Yvonne Tunnat is Preservation Manager at the ZBW Leibniz Information Centre for Economics
I was fresh from university when I started my job as a preservation manager in October 2011 at the ZBW. Having taken a module named “Digital Preservation” during my studies of library and information science and after a 9-week-internship at the Digital Preservation Department of the university of Utah, I obviously was the best they could find for the job, although I knew next to nothing and they knew it.
Only, I did not know it. I felt self-confident and well-prepared. I had seen the OAIS slides several times, I knew our ingest was more or less solved and I did not need to think about access as we run a dark archive, so preservation planning was the one big task left on my desk.
There was this software, JHOVE, which miraculously was able to decide if a PDF was ok, flagging the bad ones for later preservation actions. As I knew nothing (like Jon Snow), I took all JHOVE findings as granted.
My preservation plan was as following:
- Gather all bad PDF
- Migrate them to good PDF
- Check if they still look alike
Thanks to JHOVE, the first step was easy. I left the second step to our IT guy, who quickly built a small java program, which transformed all the bad PDF into good ones. At least, after the migration JHOVE could not find anything wrong with them anymore.
But I had to rack my brain about the third step. Somehow I needed to compare the new PDF version with the original to see if there were any changes that would make the data producer angry (like layout changes, missing content etc).
I could not find suitable software which compared two PDF versions with each other. There were some tools out there, but they did not offer what I was looking for.
I heard about a solution the NLNZ had chosen: Transfer each PDF page to a JPEG and then compare the JPEGs, as there were several usable tools for image comparison out there. That sounded cumbersome but feasible and, most importantly, automatable and therefore scalable. Nevertheless, most of the tools that compare pictures were built to detect double digitization pages and give a warning if two pages are too similar. If just a few characters are different or the font is not quite the same, it won’t alert anybody.

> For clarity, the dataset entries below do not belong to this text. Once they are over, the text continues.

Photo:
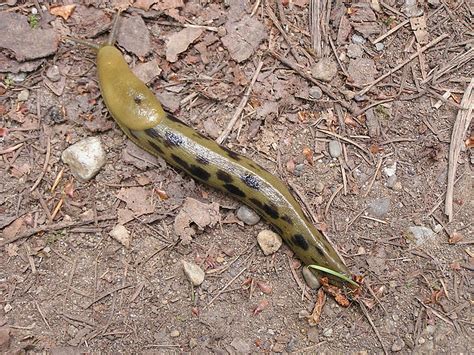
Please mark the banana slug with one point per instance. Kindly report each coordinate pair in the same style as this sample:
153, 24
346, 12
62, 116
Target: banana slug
141, 117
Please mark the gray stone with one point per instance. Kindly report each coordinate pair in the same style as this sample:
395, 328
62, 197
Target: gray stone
354, 50
53, 73
379, 207
193, 272
315, 92
335, 149
85, 158
298, 169
269, 241
398, 345
325, 69
419, 234
23, 95
247, 215
328, 332
358, 39
311, 279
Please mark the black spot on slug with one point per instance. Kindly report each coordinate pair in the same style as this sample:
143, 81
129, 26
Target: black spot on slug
151, 132
173, 118
251, 181
287, 219
202, 160
278, 230
319, 250
180, 161
132, 133
173, 139
231, 154
300, 241
138, 99
234, 190
271, 210
156, 147
223, 176
199, 172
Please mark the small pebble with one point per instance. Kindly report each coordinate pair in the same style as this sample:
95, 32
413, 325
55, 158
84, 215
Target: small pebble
23, 95
390, 168
379, 207
325, 69
328, 332
335, 149
419, 234
121, 235
193, 272
357, 39
315, 92
379, 46
354, 51
298, 169
85, 158
247, 215
53, 73
174, 333
319, 187
398, 345
269, 241
311, 279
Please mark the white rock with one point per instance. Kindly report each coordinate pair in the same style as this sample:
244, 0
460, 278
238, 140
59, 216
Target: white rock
269, 241
85, 158
311, 279
419, 234
335, 149
390, 168
121, 235
193, 272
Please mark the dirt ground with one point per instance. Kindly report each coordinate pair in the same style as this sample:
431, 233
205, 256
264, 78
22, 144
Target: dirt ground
67, 286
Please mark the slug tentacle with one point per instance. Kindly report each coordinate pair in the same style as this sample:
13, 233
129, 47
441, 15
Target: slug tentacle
141, 117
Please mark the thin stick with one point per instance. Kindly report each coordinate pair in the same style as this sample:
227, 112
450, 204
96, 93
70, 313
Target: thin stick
379, 164
277, 24
106, 293
241, 106
53, 227
45, 165
402, 64
325, 89
223, 289
396, 28
461, 125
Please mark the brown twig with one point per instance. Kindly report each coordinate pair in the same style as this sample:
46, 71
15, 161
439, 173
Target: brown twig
461, 125
45, 165
325, 89
53, 227
241, 106
402, 64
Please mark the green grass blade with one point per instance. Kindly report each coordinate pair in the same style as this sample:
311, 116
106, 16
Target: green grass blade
334, 273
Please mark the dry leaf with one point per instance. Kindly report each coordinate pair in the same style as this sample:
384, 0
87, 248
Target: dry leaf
308, 154
261, 306
64, 11
455, 237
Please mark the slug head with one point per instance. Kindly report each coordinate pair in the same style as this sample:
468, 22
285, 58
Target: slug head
127, 98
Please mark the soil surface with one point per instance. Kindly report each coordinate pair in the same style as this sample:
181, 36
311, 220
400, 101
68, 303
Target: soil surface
368, 159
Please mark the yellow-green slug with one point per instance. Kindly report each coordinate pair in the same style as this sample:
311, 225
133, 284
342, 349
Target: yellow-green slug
141, 116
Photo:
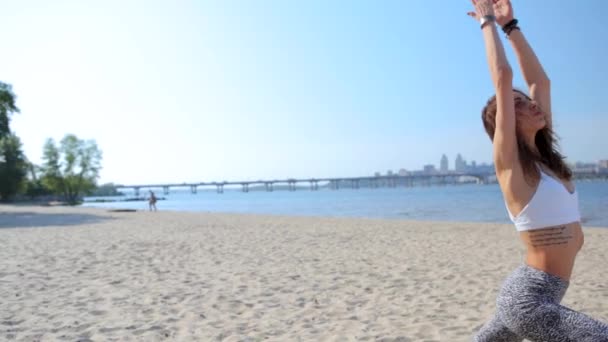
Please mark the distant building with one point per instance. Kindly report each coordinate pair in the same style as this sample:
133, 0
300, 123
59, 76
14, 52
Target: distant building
585, 167
444, 164
460, 164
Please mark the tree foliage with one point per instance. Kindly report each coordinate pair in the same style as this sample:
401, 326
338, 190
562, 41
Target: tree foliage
72, 168
7, 107
13, 163
13, 167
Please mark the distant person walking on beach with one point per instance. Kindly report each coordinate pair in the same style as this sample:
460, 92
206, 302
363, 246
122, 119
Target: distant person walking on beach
152, 201
538, 192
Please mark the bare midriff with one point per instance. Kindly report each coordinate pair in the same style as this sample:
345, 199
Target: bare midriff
553, 249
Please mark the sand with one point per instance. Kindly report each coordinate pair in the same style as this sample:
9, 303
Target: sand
91, 275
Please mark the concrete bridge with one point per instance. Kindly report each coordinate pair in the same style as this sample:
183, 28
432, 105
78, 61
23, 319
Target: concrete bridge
390, 181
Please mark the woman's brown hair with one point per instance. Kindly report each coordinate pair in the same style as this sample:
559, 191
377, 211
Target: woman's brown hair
545, 140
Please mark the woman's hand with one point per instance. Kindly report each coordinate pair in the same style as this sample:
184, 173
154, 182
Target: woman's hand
503, 12
501, 9
482, 8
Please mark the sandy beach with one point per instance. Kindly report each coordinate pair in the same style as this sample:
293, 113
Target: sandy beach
93, 275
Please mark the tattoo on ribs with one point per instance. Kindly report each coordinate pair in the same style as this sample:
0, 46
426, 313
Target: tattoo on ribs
553, 236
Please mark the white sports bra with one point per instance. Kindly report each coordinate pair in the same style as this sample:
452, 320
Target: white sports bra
551, 205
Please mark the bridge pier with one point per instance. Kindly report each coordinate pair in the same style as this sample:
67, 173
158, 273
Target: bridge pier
314, 185
334, 184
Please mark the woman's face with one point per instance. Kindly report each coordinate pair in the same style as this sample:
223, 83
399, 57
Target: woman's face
530, 118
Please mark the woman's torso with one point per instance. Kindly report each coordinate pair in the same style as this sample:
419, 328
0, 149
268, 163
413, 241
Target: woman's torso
553, 248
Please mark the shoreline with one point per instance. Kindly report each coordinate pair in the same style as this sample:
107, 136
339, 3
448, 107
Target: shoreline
86, 273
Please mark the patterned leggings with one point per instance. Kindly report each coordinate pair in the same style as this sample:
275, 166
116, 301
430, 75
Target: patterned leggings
528, 307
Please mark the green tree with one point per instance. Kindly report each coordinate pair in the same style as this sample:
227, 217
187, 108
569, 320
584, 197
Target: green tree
72, 168
13, 167
7, 107
12, 160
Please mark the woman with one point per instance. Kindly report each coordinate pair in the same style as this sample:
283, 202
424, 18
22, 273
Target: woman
539, 195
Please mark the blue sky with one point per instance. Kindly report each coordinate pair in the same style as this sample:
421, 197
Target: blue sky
187, 91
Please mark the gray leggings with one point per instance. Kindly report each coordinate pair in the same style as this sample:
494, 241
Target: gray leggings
528, 307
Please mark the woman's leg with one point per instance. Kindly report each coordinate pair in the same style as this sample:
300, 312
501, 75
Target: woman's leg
496, 330
554, 322
529, 304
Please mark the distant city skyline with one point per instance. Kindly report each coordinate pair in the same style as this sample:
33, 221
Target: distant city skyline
192, 91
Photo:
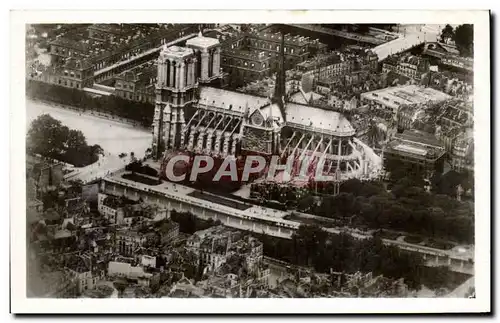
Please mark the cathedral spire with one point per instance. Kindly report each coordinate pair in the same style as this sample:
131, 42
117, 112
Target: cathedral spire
279, 87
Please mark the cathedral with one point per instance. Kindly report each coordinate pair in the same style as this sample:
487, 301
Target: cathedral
193, 114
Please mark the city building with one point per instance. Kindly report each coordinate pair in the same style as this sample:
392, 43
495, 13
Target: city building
328, 67
128, 241
411, 66
245, 66
138, 83
416, 148
251, 56
214, 246
169, 230
126, 270
226, 123
86, 273
392, 98
462, 154
449, 57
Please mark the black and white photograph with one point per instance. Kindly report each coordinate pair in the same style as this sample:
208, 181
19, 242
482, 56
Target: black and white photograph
287, 159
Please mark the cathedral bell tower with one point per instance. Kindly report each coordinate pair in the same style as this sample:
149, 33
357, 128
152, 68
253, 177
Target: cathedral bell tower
177, 83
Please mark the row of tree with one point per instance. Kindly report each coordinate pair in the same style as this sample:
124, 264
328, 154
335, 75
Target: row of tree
115, 106
50, 138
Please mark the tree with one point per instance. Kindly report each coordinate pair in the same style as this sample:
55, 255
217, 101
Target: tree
374, 134
464, 39
447, 33
49, 138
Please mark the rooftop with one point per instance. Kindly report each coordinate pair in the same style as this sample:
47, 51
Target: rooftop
248, 54
176, 51
289, 39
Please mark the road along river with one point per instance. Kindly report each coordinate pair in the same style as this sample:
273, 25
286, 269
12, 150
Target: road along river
114, 137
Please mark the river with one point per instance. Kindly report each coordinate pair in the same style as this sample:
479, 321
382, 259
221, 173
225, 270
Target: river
114, 137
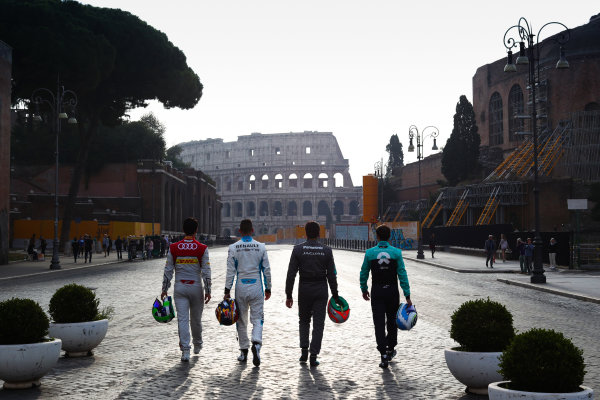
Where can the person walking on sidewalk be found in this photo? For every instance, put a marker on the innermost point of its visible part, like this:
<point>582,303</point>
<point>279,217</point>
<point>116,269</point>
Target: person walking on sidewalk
<point>387,267</point>
<point>432,244</point>
<point>75,248</point>
<point>43,245</point>
<point>247,259</point>
<point>105,245</point>
<point>314,262</point>
<point>88,247</point>
<point>503,246</point>
<point>188,261</point>
<point>528,255</point>
<point>521,250</point>
<point>490,251</point>
<point>552,249</point>
<point>119,248</point>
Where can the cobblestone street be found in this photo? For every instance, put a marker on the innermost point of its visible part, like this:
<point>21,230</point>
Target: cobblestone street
<point>139,358</point>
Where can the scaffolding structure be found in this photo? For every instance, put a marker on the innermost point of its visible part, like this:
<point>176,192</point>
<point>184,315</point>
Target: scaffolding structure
<point>574,142</point>
<point>582,158</point>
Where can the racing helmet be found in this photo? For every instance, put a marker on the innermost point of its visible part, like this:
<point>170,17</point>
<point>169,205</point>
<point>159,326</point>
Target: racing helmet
<point>406,317</point>
<point>227,312</point>
<point>163,311</point>
<point>338,314</point>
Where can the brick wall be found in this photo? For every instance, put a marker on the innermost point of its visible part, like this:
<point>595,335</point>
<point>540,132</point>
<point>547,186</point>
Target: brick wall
<point>5,85</point>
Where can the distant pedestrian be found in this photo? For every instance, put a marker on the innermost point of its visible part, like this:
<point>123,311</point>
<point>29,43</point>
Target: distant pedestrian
<point>75,248</point>
<point>503,247</point>
<point>88,248</point>
<point>432,244</point>
<point>31,248</point>
<point>386,265</point>
<point>490,251</point>
<point>189,264</point>
<point>521,251</point>
<point>552,250</point>
<point>528,255</point>
<point>43,245</point>
<point>105,245</point>
<point>81,245</point>
<point>119,248</point>
<point>109,247</point>
<point>163,246</point>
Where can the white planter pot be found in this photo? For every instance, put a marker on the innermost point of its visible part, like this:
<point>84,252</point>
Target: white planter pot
<point>78,339</point>
<point>22,365</point>
<point>473,369</point>
<point>496,391</point>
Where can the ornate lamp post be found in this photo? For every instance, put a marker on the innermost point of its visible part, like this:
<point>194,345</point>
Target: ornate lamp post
<point>529,54</point>
<point>57,103</point>
<point>379,175</point>
<point>413,132</point>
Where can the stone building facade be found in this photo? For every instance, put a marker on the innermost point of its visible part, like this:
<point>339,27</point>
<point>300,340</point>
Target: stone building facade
<point>5,93</point>
<point>278,180</point>
<point>408,176</point>
<point>499,98</point>
<point>146,191</point>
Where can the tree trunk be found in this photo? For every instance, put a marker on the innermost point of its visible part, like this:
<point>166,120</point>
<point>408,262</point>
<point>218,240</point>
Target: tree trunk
<point>84,150</point>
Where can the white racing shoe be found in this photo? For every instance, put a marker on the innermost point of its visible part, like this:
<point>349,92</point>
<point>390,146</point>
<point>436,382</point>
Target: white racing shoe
<point>243,357</point>
<point>185,355</point>
<point>256,354</point>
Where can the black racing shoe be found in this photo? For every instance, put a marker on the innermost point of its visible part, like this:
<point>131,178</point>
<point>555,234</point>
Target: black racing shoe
<point>304,356</point>
<point>384,361</point>
<point>391,354</point>
<point>313,360</point>
<point>256,354</point>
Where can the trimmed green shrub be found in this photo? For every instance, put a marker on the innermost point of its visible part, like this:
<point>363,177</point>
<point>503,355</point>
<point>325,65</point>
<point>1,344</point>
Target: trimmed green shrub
<point>73,303</point>
<point>542,360</point>
<point>482,325</point>
<point>23,321</point>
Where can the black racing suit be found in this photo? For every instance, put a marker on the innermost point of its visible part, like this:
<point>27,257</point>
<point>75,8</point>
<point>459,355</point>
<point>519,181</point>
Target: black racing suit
<point>314,262</point>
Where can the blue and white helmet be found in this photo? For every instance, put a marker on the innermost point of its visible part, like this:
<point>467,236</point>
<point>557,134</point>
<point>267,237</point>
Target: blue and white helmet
<point>406,317</point>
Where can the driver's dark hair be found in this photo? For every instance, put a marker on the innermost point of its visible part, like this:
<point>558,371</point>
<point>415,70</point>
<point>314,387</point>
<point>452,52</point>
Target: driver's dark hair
<point>312,229</point>
<point>383,232</point>
<point>190,226</point>
<point>246,226</point>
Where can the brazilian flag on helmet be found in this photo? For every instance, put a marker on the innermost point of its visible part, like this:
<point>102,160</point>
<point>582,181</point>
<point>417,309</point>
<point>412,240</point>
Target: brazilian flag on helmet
<point>163,312</point>
<point>338,313</point>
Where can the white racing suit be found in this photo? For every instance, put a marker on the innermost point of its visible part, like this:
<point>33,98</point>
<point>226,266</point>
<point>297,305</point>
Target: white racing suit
<point>189,260</point>
<point>247,260</point>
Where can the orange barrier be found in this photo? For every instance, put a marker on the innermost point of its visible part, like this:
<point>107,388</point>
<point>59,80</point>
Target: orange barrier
<point>23,229</point>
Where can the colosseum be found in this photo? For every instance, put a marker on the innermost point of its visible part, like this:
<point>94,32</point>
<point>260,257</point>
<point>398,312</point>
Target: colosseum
<point>278,180</point>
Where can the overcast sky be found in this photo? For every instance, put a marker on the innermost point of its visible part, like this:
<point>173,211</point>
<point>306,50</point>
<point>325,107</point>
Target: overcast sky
<point>363,70</point>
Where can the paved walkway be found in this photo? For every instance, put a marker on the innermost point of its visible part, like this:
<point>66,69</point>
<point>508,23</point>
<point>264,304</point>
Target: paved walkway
<point>577,284</point>
<point>32,268</point>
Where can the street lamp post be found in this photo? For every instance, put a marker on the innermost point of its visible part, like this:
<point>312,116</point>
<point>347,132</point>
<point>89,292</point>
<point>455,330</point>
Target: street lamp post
<point>56,102</point>
<point>413,132</point>
<point>379,175</point>
<point>529,54</point>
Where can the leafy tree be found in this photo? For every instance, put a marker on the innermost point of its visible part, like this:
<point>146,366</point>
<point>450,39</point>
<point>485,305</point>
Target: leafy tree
<point>113,61</point>
<point>173,154</point>
<point>461,153</point>
<point>595,197</point>
<point>396,156</point>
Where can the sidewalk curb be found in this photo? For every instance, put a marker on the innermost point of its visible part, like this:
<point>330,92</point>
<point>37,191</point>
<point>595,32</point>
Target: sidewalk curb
<point>548,290</point>
<point>60,270</point>
<point>464,271</point>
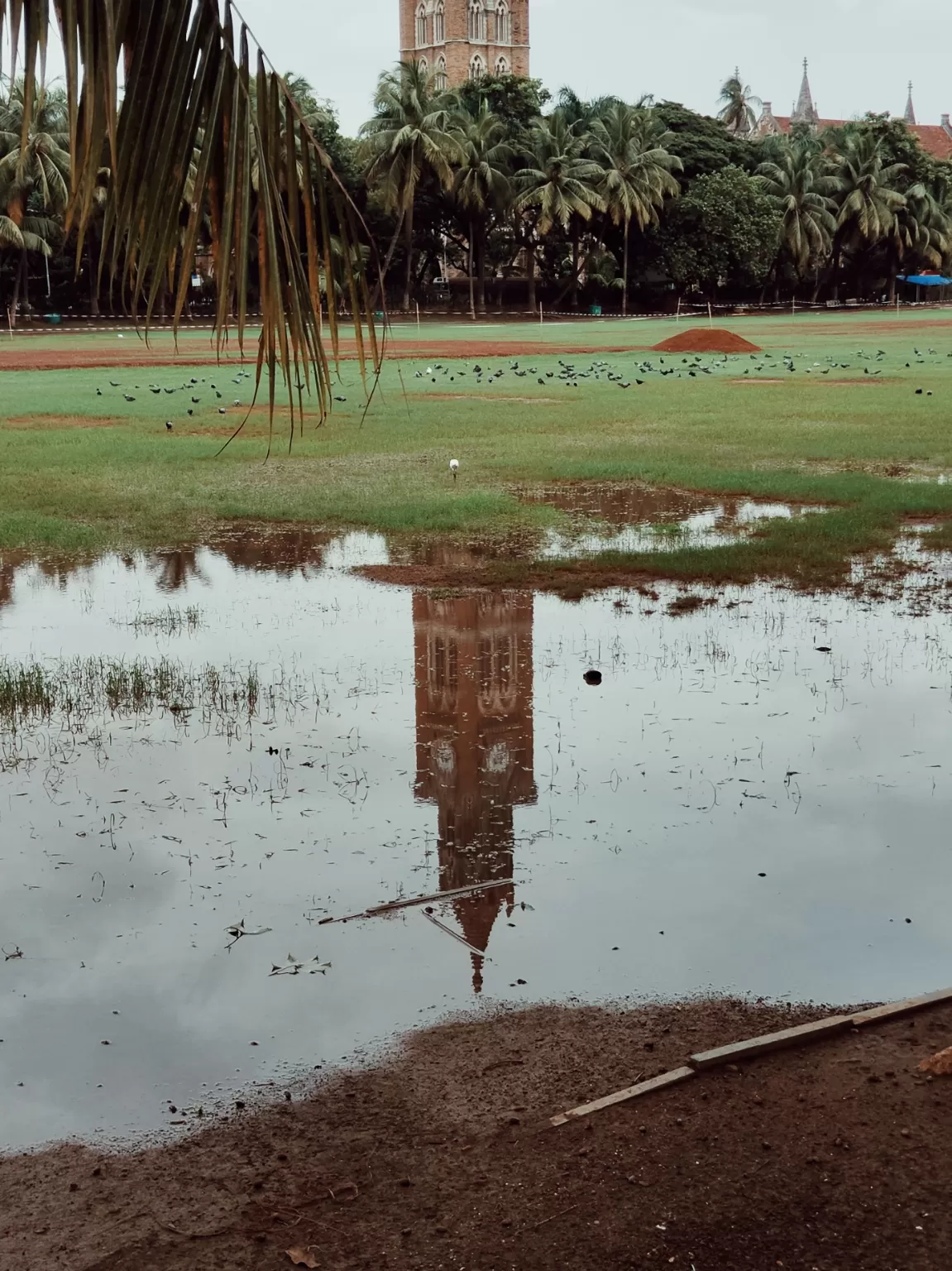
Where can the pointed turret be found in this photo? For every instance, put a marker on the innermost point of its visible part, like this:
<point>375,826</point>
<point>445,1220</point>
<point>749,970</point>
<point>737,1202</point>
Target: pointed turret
<point>805,111</point>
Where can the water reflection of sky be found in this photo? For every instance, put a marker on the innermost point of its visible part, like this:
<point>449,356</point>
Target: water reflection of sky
<point>440,741</point>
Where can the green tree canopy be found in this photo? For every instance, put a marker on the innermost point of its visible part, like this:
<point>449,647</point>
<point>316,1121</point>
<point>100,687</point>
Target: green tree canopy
<point>722,233</point>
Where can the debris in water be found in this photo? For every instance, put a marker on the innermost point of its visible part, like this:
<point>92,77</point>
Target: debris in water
<point>393,905</point>
<point>294,967</point>
<point>301,1256</point>
<point>449,931</point>
<point>238,931</point>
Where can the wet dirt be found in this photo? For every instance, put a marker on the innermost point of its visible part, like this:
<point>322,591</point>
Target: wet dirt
<point>778,811</point>
<point>833,1158</point>
<point>701,339</point>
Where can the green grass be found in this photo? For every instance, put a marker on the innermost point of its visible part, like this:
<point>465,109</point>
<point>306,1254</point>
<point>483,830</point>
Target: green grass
<point>869,452</point>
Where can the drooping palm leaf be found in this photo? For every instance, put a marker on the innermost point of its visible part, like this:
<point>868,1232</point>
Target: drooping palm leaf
<point>189,128</point>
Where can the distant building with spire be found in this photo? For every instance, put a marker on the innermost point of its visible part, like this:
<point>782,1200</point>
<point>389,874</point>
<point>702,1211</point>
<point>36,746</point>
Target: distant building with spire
<point>474,745</point>
<point>935,139</point>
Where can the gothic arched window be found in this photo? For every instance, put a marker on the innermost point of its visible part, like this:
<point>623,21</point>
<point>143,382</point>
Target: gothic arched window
<point>504,23</point>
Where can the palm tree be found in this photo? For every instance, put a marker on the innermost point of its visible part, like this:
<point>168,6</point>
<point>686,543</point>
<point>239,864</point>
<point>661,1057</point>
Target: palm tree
<point>481,185</point>
<point>187,74</point>
<point>868,201</point>
<point>35,172</point>
<point>409,137</point>
<point>559,183</point>
<point>923,228</point>
<point>801,189</point>
<point>739,112</point>
<point>630,146</point>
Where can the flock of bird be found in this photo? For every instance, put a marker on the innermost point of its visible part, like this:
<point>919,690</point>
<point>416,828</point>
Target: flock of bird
<point>573,375</point>
<point>191,386</point>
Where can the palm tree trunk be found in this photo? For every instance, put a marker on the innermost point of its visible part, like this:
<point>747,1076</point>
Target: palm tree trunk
<point>471,265</point>
<point>624,270</point>
<point>93,282</point>
<point>481,268</point>
<point>576,253</point>
<point>409,260</point>
<point>16,298</point>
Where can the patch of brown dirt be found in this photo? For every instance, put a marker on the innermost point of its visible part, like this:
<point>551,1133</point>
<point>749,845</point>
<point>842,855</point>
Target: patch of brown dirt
<point>24,358</point>
<point>820,381</point>
<point>61,421</point>
<point>833,1158</point>
<point>478,397</point>
<point>699,339</point>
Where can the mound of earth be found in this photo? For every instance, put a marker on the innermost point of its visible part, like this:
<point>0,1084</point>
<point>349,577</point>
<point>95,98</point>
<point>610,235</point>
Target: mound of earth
<point>701,341</point>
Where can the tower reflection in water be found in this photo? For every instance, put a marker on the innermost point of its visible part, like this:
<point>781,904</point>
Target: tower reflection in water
<point>474,744</point>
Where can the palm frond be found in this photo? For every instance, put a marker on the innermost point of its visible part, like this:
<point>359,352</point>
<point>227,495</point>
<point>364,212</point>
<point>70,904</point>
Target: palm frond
<point>184,132</point>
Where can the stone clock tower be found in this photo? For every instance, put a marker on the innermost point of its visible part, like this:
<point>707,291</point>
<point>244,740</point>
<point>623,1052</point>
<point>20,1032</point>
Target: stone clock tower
<point>461,40</point>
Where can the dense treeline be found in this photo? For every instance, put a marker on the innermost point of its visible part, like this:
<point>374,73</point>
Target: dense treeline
<point>497,194</point>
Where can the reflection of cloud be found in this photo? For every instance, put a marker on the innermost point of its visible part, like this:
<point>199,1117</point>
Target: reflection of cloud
<point>474,742</point>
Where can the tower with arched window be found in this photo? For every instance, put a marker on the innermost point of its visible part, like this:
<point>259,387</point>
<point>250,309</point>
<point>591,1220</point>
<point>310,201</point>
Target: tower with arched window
<point>461,40</point>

In 2014, when I finally decided that my life would be easier if I learned at least some java myself, I managed a little program which compared all the words in two different PDF files, listing all the differences. The performance was poor, most likely due to my poor coding skills. I decided to skip the third step for now, writing it on the “plans”-agenda.
In the meantime, the first two steps had proven to be more difficult. As I went to conferences, talked to people and did some tests myself, I learned that JHOVE can be wrong. In fact, a great deal of my working life has been spent on JHOVE benchmarking testing, JHOVE presentations, papers and blogposts and JHOVE working groups. By now, I must be one of the best-known JHOVE experts in Germany, at least people think I am.
I married and changed my name. Still, everybody knew it was me when “some Yvonne sent a mass mail about JHOVE” to the German-speaking digital preservation community.
The bad-to-good migration tool built by my co-worker turned out to be too basic, just putting the bad PDF pages into a new PDF, which then would be considered ok by JHOVE, which only checks the overall structure. So we started to look for a suitable PDF/A migration tool, for that would also solve our problems with non-embedded fonts, which is a big issue for us.
As of today, we still don’t do preservation planning in our productive system. More interestingly, nobody seems to be surprised or shocked about it. People I talk to usually do not even consider doing preservation planning in the near future.
I have left out all the other things I had to struggle with while trying to solve the preservation planning problem: writing several preservation policies for different purposes and get certified twice.
During the years of course the plethora of file formats in our archive has grown. So while I am at it, I am making plans not only for PDF files, but for TIFF, JPEG and gif as well. Plans are my reality.